The 2020 Léoville–Las Cases was picked September 12–29 and matured in 80% new oak with 13.68° alcohol. The Cabernet Sauvignon is in the driving seat on the nose, offering almost saturnine black fruit, pencil shavings and cedar, perhaps one of the most Pauillac-like bouquets that I have noticed on this wine out of barrel, which is no surprise considering its vines adjoin that appellation. The palate is medium-bodied, strict and linear at first, that Pauillac tincture the continuing theme thanks to conspicuous graphite/pencil lead notes interwoven into the black fruit. There is plenty of freshness here and impressive weight, yet no sense of heaviness toward the finish. Drink 2030-2070.
This is incredibly classic in style with so much currant, lead pencil, crushed stone and sweet tobacco. It’s full-bodied with minerally, stoney and powerful tannins. It goes on and one. Real Las Cases here. Solid as a rock. Progresses to violet, graphite and licorice at the end.
The 2020 Léoville Las Cases is a blend of 81% Cabernet Sauvignon, 11% Cabernet Franc and 8% Merlot, aging in 80% new French oak barriques, weighing in with an alcohol of 13.68%, a pH of 3.8 and an IPT (tannins index) of 79. The Cabernet Sauvignon was harvested from the 21st to the 27th of September, the Merlot from the 12th to the 15th of September and the Cabernet Franc on the 18th and 19th of September. With an opaque purple-black color, it slowly unfurls to reveal beguiling notes of fresh blackcurrants, Morello cherries, candied violets and dark chocolate, giving way to an undercurrent of crushed rocks, unsmoked cigars, clove oil and fragrant earth. The medium-bodied palate is a powerhouse of energy, delivering tightly wound red and black fruits, mineral and floral layers, supported by fantastic tension and incredibly ripe, silt-like tannins. The finish has jaw-dropping fragrance and depth. Drink: 2026 - 2061
Richly textured from the first moment, pencil lead, cassis, black cherry, cigar box, liqourice and espresso, just waves of utterly gorgeous flavours. I highly recommend that if you can find a way to taste a young Las Cases, it is worth your time, because the bare bones of what it will become are there, and remain visible for a few years before the entire thing clamps shut for a decade or more, prising open only one chink at a time. There are edges of violet and smoked caramel here, revealing a generous Las Cases compared to many vintages, but it will close down like the rest do, surely as night follows day. 50% new oak. The alcohol level is 1% less than 2018 and 0.5% less than in 2019, 3.65ph, 34hl/ha yield.
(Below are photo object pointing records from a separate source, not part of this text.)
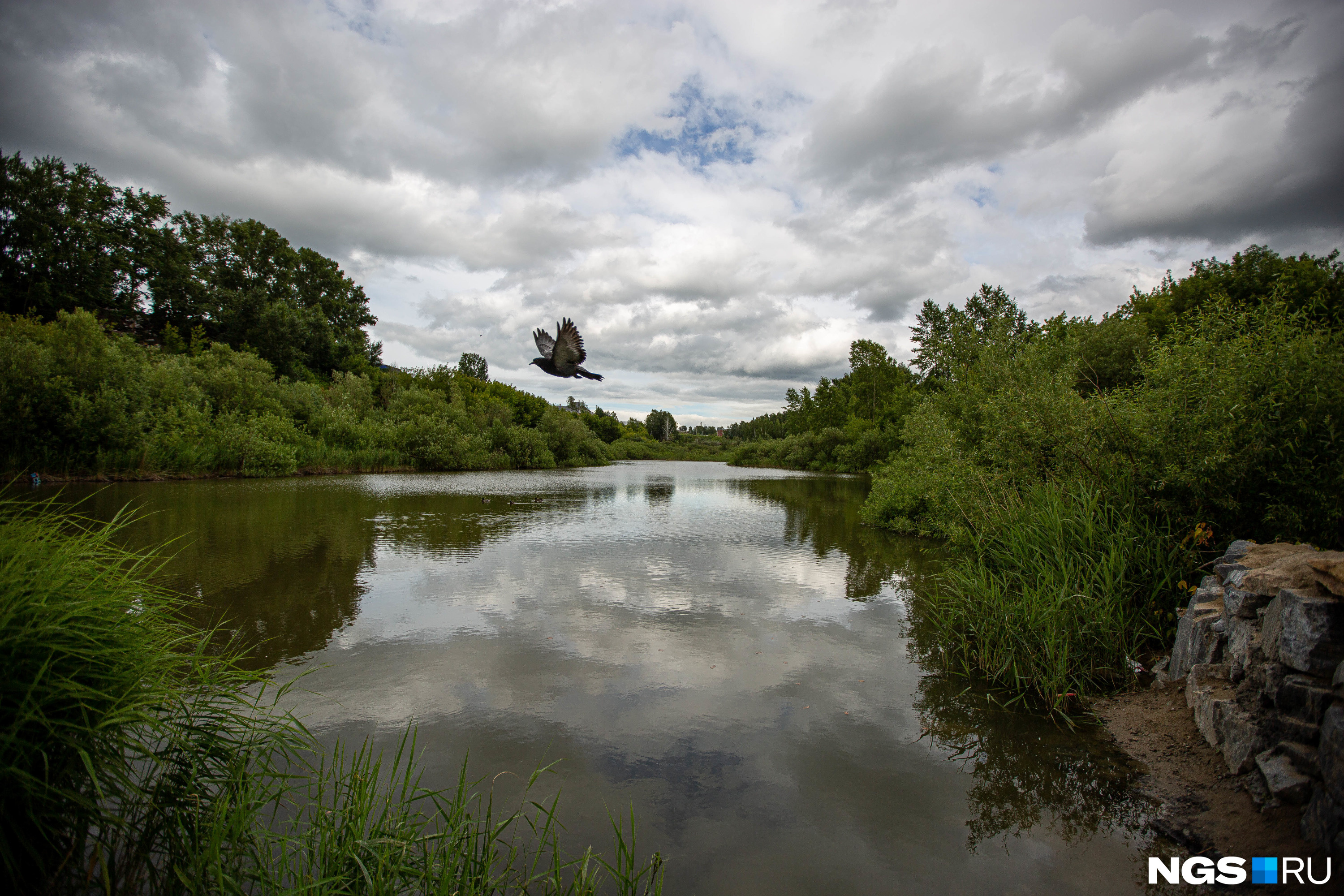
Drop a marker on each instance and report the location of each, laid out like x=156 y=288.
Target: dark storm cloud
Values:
x=725 y=195
x=1297 y=186
x=940 y=108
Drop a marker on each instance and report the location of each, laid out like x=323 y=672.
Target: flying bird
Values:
x=561 y=357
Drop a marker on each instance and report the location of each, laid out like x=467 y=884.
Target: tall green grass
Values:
x=1061 y=587
x=135 y=758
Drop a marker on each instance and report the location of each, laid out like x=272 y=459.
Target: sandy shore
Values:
x=1205 y=809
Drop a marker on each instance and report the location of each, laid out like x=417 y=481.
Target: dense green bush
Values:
x=1058 y=594
x=80 y=398
x=69 y=240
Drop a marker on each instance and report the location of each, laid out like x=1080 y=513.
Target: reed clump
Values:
x=138 y=758
x=1064 y=586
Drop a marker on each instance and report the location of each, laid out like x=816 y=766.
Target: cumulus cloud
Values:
x=724 y=195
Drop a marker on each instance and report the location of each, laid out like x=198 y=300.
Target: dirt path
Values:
x=1205 y=808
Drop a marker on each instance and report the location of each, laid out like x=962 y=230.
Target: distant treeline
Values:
x=1219 y=394
x=139 y=343
x=1085 y=470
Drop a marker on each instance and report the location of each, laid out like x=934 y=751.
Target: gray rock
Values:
x=1272 y=676
x=1331 y=751
x=1272 y=628
x=1241 y=738
x=1244 y=603
x=1323 y=820
x=1303 y=757
x=1304 y=698
x=1291 y=728
x=1197 y=642
x=1285 y=782
x=1209 y=708
x=1205 y=677
x=1242 y=640
x=1312 y=636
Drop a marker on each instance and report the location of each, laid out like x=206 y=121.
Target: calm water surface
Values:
x=728 y=649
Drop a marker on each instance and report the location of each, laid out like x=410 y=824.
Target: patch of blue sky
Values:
x=361 y=19
x=702 y=131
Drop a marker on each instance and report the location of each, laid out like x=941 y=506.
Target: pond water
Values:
x=726 y=649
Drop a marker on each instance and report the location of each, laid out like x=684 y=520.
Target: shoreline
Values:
x=1202 y=806
x=234 y=474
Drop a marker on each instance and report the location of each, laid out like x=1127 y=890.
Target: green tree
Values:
x=948 y=340
x=474 y=365
x=70 y=240
x=1312 y=284
x=660 y=425
x=248 y=287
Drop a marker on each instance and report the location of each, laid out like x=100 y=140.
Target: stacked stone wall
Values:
x=1260 y=650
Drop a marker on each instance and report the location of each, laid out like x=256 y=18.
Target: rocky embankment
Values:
x=1261 y=652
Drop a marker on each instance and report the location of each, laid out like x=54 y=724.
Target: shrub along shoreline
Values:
x=136 y=758
x=84 y=401
x=1082 y=470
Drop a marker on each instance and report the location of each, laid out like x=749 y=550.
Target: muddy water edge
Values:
x=729 y=650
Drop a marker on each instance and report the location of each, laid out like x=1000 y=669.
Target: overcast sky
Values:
x=722 y=195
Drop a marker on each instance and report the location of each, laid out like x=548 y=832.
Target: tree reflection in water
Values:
x=824 y=511
x=1029 y=770
x=287 y=563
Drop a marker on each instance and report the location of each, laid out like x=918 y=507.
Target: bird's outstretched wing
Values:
x=545 y=345
x=569 y=346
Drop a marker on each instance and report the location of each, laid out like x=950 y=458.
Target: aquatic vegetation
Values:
x=1057 y=598
x=138 y=758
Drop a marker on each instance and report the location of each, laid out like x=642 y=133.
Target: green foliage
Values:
x=660 y=425
x=847 y=425
x=1308 y=284
x=949 y=340
x=1064 y=457
x=138 y=759
x=70 y=241
x=1240 y=421
x=1061 y=587
x=82 y=400
x=475 y=366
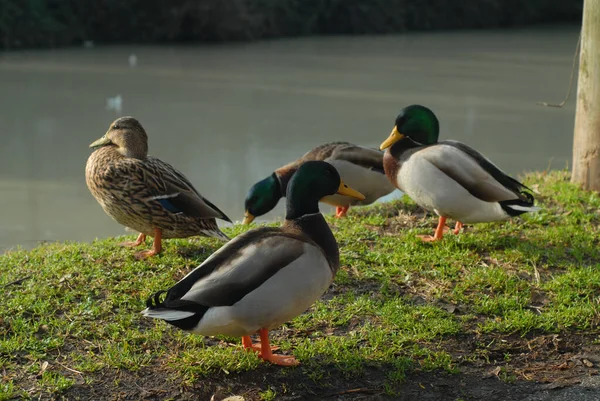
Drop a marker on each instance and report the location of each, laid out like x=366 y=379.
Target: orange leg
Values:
x=141 y=239
x=267 y=354
x=156 y=246
x=457 y=227
x=340 y=211
x=439 y=231
x=249 y=345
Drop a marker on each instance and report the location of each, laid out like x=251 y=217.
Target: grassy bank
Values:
x=514 y=301
x=49 y=23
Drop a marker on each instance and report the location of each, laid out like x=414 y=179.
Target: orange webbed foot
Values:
x=139 y=241
x=267 y=354
x=439 y=231
x=429 y=238
x=257 y=347
x=145 y=254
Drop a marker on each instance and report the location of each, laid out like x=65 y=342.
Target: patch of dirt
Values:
x=491 y=368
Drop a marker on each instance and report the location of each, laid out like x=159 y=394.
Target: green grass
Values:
x=397 y=304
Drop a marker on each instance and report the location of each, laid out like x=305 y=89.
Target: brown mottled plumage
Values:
x=145 y=193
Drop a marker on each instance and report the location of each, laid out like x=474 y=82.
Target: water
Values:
x=229 y=115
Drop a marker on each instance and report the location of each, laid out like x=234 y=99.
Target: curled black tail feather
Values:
x=154 y=300
x=528 y=201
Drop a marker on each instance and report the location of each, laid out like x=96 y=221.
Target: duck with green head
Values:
x=264 y=277
x=359 y=167
x=143 y=192
x=448 y=177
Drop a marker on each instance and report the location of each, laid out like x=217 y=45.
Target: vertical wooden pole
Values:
x=586 y=141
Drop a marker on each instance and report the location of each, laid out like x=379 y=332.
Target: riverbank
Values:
x=505 y=309
x=47 y=23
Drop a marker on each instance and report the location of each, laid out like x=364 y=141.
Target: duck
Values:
x=145 y=193
x=265 y=276
x=359 y=166
x=449 y=177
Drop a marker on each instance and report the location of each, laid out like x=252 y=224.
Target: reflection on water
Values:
x=229 y=115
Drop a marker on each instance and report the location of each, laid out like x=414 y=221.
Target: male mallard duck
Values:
x=145 y=193
x=264 y=277
x=359 y=167
x=449 y=177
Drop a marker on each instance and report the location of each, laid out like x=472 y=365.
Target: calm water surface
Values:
x=229 y=115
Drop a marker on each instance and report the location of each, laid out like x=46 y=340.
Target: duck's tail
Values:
x=524 y=204
x=216 y=233
x=209 y=228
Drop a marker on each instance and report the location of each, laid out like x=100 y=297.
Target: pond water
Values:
x=228 y=115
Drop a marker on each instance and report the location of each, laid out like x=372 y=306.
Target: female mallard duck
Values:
x=449 y=177
x=145 y=193
x=359 y=167
x=264 y=277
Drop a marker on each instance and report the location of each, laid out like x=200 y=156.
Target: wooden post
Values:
x=586 y=142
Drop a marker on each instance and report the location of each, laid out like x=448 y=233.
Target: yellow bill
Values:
x=346 y=190
x=100 y=142
x=394 y=137
x=248 y=218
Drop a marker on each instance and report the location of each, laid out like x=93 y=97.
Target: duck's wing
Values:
x=235 y=270
x=177 y=194
x=368 y=158
x=473 y=171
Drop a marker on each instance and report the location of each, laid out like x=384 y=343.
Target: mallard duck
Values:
x=144 y=193
x=264 y=277
x=449 y=178
x=359 y=167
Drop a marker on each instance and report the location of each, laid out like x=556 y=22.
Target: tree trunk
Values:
x=586 y=143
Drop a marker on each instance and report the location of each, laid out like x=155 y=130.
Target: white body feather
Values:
x=281 y=297
x=429 y=186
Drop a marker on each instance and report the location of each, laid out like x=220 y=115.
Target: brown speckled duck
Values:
x=359 y=167
x=144 y=193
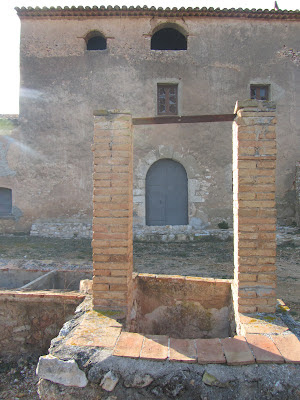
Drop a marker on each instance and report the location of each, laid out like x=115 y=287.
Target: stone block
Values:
x=59 y=371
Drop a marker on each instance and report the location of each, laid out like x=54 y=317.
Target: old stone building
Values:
x=188 y=65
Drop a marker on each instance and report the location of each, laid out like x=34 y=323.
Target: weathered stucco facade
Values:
x=49 y=154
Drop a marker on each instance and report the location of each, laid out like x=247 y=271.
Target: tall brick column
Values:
x=254 y=159
x=112 y=203
x=297 y=183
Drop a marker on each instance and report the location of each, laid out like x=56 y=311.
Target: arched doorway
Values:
x=166 y=194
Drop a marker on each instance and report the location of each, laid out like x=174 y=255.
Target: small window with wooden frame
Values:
x=260 y=92
x=167 y=99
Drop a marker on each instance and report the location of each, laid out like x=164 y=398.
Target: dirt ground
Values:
x=207 y=257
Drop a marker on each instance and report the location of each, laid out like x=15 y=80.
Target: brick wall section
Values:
x=254 y=161
x=297 y=182
x=112 y=210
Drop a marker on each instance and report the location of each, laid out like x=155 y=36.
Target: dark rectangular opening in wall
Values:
x=260 y=92
x=5 y=201
x=167 y=99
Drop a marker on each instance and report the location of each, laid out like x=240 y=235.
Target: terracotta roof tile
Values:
x=61 y=12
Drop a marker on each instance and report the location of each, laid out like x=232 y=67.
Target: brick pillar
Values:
x=297 y=183
x=254 y=159
x=112 y=204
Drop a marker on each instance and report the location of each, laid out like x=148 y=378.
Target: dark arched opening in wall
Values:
x=168 y=39
x=95 y=41
x=5 y=201
x=166 y=194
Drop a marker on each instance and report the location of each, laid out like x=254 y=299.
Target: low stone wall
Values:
x=63 y=230
x=182 y=307
x=92 y=358
x=29 y=320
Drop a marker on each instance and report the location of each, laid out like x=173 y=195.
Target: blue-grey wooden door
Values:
x=166 y=194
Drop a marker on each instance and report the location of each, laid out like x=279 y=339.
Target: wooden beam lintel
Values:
x=187 y=119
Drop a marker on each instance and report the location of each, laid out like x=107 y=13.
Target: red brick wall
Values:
x=112 y=205
x=254 y=162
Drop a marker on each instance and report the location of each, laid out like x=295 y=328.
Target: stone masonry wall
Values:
x=112 y=205
x=254 y=161
x=30 y=320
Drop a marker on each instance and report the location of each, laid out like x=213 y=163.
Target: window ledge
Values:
x=7 y=216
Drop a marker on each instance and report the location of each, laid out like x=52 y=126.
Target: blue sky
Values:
x=10 y=32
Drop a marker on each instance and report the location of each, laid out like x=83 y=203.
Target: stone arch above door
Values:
x=166 y=194
x=198 y=185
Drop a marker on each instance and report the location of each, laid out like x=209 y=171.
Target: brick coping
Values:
x=275 y=346
x=40 y=295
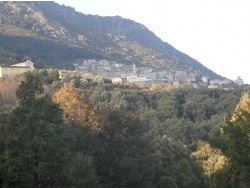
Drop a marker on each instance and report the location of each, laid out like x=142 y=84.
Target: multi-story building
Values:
x=8 y=71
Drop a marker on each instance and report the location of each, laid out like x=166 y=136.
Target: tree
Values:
x=236 y=132
x=123 y=153
x=236 y=138
x=36 y=150
x=76 y=108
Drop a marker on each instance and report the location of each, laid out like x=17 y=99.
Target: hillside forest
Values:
x=84 y=131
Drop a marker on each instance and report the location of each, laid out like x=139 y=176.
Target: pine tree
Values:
x=36 y=150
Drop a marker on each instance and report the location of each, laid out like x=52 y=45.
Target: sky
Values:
x=215 y=33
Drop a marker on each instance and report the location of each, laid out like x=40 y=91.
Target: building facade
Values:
x=8 y=71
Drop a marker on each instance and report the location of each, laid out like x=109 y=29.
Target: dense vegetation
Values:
x=85 y=132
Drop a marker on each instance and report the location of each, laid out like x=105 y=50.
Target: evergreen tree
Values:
x=36 y=151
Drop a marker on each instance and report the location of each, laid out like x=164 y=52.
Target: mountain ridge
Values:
x=111 y=38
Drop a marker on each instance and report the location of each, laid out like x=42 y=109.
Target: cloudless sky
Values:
x=214 y=32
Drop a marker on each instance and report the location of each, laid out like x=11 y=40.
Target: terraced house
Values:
x=8 y=71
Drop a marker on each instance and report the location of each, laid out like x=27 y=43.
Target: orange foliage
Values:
x=76 y=109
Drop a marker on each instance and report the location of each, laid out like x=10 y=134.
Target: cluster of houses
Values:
x=8 y=71
x=120 y=73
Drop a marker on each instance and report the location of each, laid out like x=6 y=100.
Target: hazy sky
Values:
x=214 y=32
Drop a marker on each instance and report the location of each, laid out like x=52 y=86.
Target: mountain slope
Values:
x=71 y=35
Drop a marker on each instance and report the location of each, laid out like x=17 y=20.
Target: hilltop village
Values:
x=120 y=73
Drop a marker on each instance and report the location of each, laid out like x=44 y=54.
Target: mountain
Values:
x=58 y=35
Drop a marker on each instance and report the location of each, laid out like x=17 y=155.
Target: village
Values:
x=120 y=73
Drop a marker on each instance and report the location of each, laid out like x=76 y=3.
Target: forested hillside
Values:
x=84 y=131
x=58 y=35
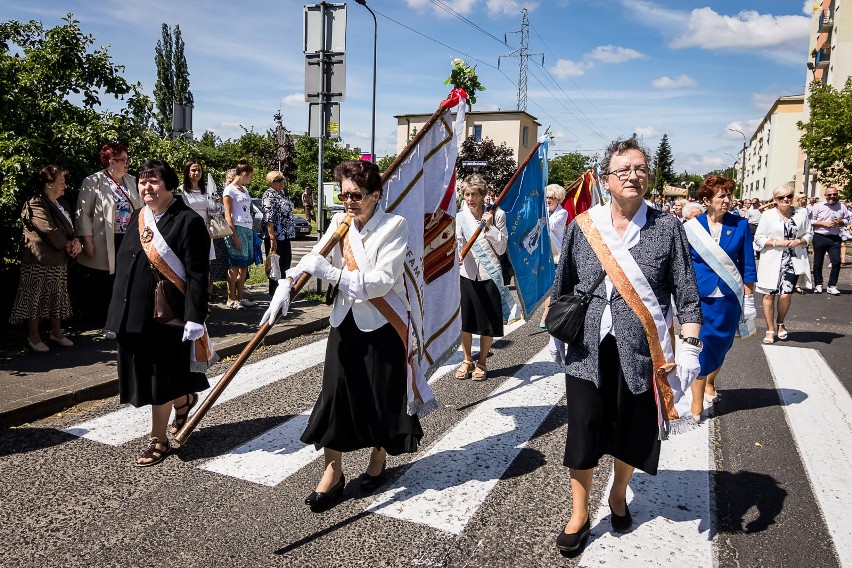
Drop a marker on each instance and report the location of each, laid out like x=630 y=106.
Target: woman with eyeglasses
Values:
x=722 y=252
x=106 y=200
x=278 y=224
x=486 y=303
x=782 y=235
x=363 y=401
x=554 y=195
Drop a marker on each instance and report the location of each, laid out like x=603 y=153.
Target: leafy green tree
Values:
x=566 y=168
x=172 y=84
x=501 y=161
x=827 y=138
x=663 y=171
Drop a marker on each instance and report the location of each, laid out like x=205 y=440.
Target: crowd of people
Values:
x=147 y=247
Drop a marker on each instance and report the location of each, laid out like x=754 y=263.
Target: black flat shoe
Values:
x=371 y=482
x=570 y=542
x=320 y=501
x=621 y=523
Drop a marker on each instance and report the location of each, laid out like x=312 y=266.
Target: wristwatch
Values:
x=694 y=341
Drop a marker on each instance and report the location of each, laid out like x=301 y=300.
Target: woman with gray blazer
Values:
x=609 y=382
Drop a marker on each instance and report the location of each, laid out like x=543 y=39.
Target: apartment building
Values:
x=518 y=129
x=772 y=151
x=830 y=62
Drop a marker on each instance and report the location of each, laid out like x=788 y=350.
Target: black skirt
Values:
x=610 y=420
x=481 y=309
x=363 y=402
x=153 y=366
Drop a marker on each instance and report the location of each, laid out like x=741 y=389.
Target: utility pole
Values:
x=522 y=53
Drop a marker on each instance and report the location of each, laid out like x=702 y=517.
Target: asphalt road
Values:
x=751 y=487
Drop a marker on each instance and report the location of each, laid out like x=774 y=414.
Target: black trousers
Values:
x=826 y=244
x=286 y=255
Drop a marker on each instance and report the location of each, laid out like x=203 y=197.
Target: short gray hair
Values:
x=618 y=147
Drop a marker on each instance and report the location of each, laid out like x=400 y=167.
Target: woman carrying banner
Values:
x=363 y=402
x=623 y=353
x=554 y=195
x=723 y=256
x=782 y=235
x=485 y=302
x=161 y=365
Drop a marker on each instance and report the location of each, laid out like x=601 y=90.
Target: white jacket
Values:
x=771 y=228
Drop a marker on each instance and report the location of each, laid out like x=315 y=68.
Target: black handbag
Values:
x=567 y=315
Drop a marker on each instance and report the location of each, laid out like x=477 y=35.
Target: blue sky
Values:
x=691 y=69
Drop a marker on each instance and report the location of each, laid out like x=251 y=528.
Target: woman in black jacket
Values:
x=154 y=360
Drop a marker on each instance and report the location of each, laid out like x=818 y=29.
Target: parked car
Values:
x=303 y=228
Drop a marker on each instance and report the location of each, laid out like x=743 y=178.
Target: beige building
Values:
x=829 y=61
x=771 y=154
x=518 y=129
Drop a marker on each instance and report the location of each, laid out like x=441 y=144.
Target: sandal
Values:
x=154 y=453
x=462 y=375
x=181 y=417
x=480 y=373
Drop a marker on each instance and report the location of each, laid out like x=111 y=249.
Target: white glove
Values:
x=192 y=331
x=687 y=365
x=557 y=351
x=748 y=307
x=321 y=268
x=280 y=301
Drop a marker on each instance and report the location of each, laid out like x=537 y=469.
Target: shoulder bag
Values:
x=567 y=315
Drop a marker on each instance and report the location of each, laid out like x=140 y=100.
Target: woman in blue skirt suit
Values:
x=720 y=304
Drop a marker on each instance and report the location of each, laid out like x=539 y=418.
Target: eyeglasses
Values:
x=349 y=195
x=624 y=173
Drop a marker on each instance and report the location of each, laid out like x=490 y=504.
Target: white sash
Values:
x=602 y=220
x=719 y=261
x=164 y=259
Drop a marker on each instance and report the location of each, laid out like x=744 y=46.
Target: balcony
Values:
x=826 y=22
x=823 y=57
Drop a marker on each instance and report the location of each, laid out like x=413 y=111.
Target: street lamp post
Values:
x=375 y=36
x=742 y=181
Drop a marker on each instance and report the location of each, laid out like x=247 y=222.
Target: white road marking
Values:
x=129 y=423
x=270 y=458
x=671 y=511
x=446 y=485
x=819 y=413
x=278 y=453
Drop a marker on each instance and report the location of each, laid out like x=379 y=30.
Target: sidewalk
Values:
x=36 y=385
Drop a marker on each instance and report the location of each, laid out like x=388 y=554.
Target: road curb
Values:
x=36 y=410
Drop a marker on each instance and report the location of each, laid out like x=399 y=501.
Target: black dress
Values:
x=363 y=399
x=153 y=362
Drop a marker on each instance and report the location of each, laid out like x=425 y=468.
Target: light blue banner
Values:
x=529 y=240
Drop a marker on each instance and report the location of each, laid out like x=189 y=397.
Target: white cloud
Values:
x=567 y=68
x=294 y=100
x=613 y=54
x=780 y=37
x=666 y=82
x=648 y=132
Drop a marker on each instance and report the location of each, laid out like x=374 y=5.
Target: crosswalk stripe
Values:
x=671 y=511
x=818 y=410
x=274 y=456
x=129 y=423
x=445 y=487
x=255 y=462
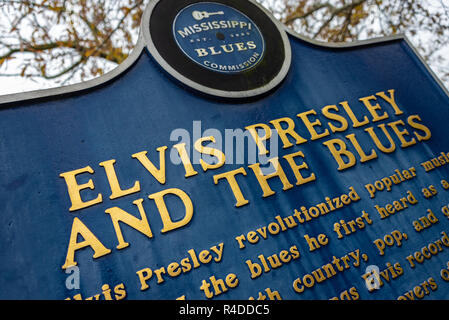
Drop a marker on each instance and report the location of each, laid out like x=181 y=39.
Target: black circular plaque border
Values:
x=157 y=28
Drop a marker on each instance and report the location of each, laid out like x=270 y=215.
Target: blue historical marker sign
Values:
x=228 y=158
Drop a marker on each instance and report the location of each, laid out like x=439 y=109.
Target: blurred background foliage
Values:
x=60 y=42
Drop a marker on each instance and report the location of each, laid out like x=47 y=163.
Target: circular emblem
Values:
x=218 y=37
x=225 y=48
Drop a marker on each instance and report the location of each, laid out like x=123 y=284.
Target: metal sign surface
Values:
x=327 y=180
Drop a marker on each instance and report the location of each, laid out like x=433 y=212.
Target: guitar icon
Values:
x=200 y=15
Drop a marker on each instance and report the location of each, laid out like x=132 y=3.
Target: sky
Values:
x=11 y=84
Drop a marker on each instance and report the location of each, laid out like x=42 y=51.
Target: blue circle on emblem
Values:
x=218 y=37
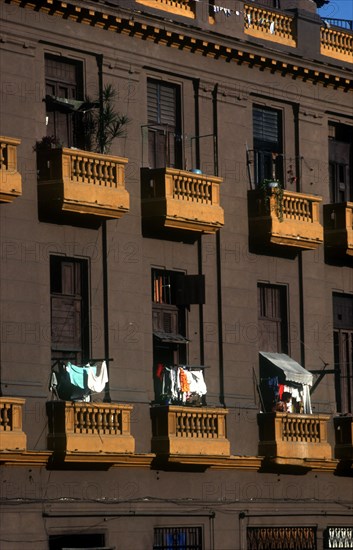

A subtle intensity where the power steals up on you through the palate - this is an excellent example of what Las Cases can deliver. Intellectual, concentrated and reined in for the foreseeable future. You get the full array of serious St-Julien character - pencil lead, cigar box, cassis bud, bilberry, earth and granite-edged tannins, this needs time. Very little press wine was used because this has such a plainly evident natural intensity. Needs time, but knowing how this estate is a slow burner even in generous vintages, you are going to need a lot of patience for this vintage to reach its drinking window. Impressive, not yet showing its heart. May be upscored once in bottle. This is 1% less than 2018 and 0.5% less than in 2019 in terms of alcohol. 3.65pH. A yield of 34hl/ha.